In addition, it’s also easier to cook the small ones. If you’ve ever tried to cook a big fish, there is usually always a part of the meat that’s not fully cooked, while the parts at the edge are already more than done.
How to cook largemouth bass
The best way to cook largemouth bass is by fileting them, followed by one of the following methods of cooking:
- Pan frying
- Deep frying
First cut off the filets and pull off the skin. The firm white filets are perfect for covering with a milk, flour and breadcrumb batter, followed by pan frying them. Or you can cut the bass filet into smaller nugget sized pieces before battering them, followed by deep frying.
Another delicious way to cook largemouth bass is by baking it in aluminum foil. Just add some seasoning, crushed garlic and lemon juice, and then let them stew in their own juice until the meat starts to flake.
Is it better to release largemouth bass, or to eat them?
Many anglers practice a catch and release philosophy when it comes to bass fishing, sometimes to the extent that it has almost become a religion. For those anglers it’s practically a sacrilege to cook and eat bass.

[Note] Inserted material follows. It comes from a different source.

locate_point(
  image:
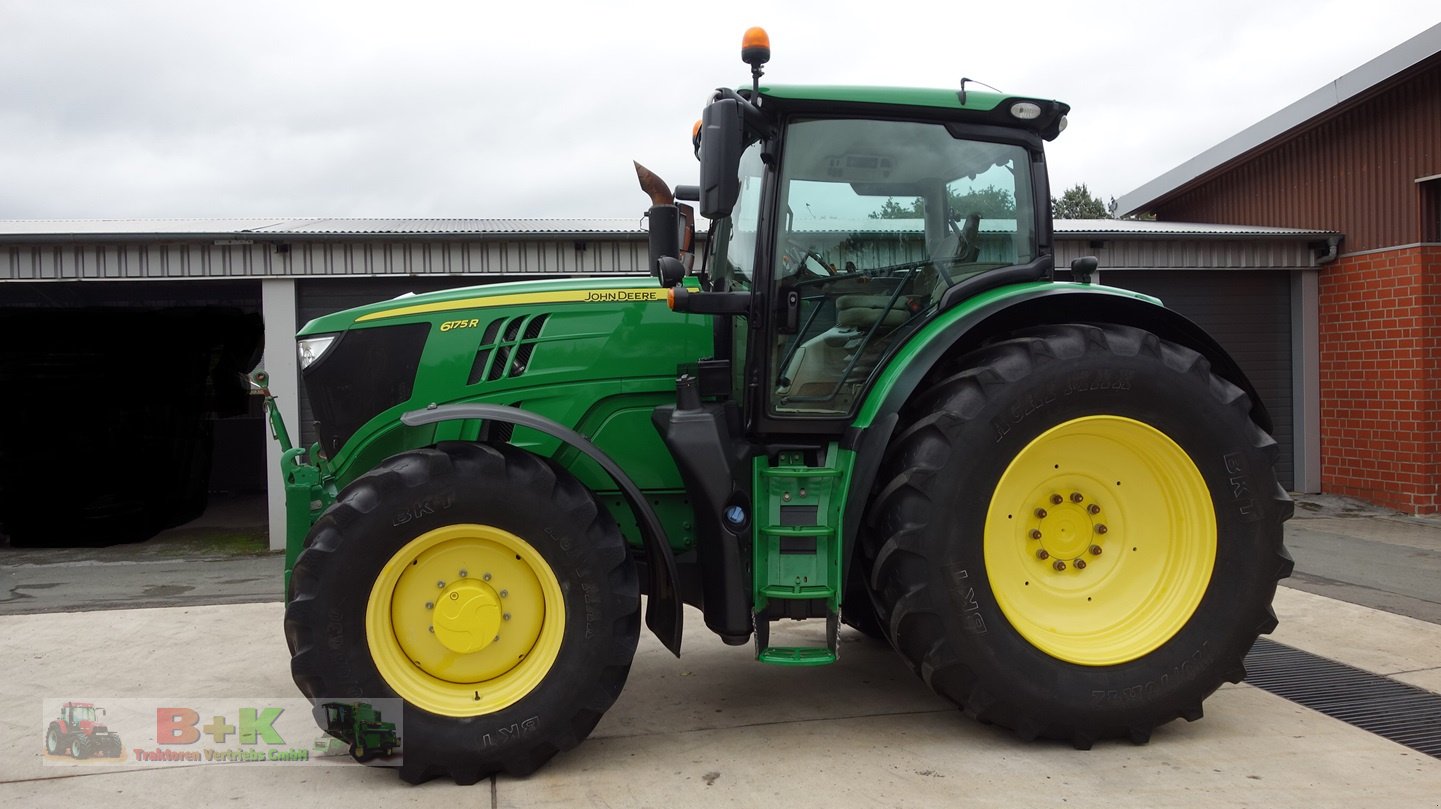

From a conservation standpoint, the philosophy of catch and release does make a lot of sense. Due to their popularity as game fish, largemouth bass get more fishing pressure than any other fish species in the USA, and if most anglers would kill the bass they catch, this would impact their populations significantly.
However, if you don’t take home every single bass you catch, but only a few of the smaller ones, that shouldn’t be a problem at all. Putting back the big ones is the right thing to do for several reasons anyways. Firstly, they tend to be big female breeders that produce thousands of eggs every spawning season, and secondly, they also taste a lot worse than the smaller ones.
But given that there are lots of other fish species that taste better than bass, including crappie, perch, trout, and walleye, I would suggest that it’s not really necessary to take bass home. Even anglers who like eating bass tend to agree that their flavor is nothing special. In that case, why not release them, and keep the more delicious species for eating?
In summary, largemouth bass is completely fine to eat, and can make a tasty dish when it comes from a clean environment and is prepared with a good recipe. But you should definitely make an effort to avoid bass from stagnant or unclean waters, as they tend to taste terrible.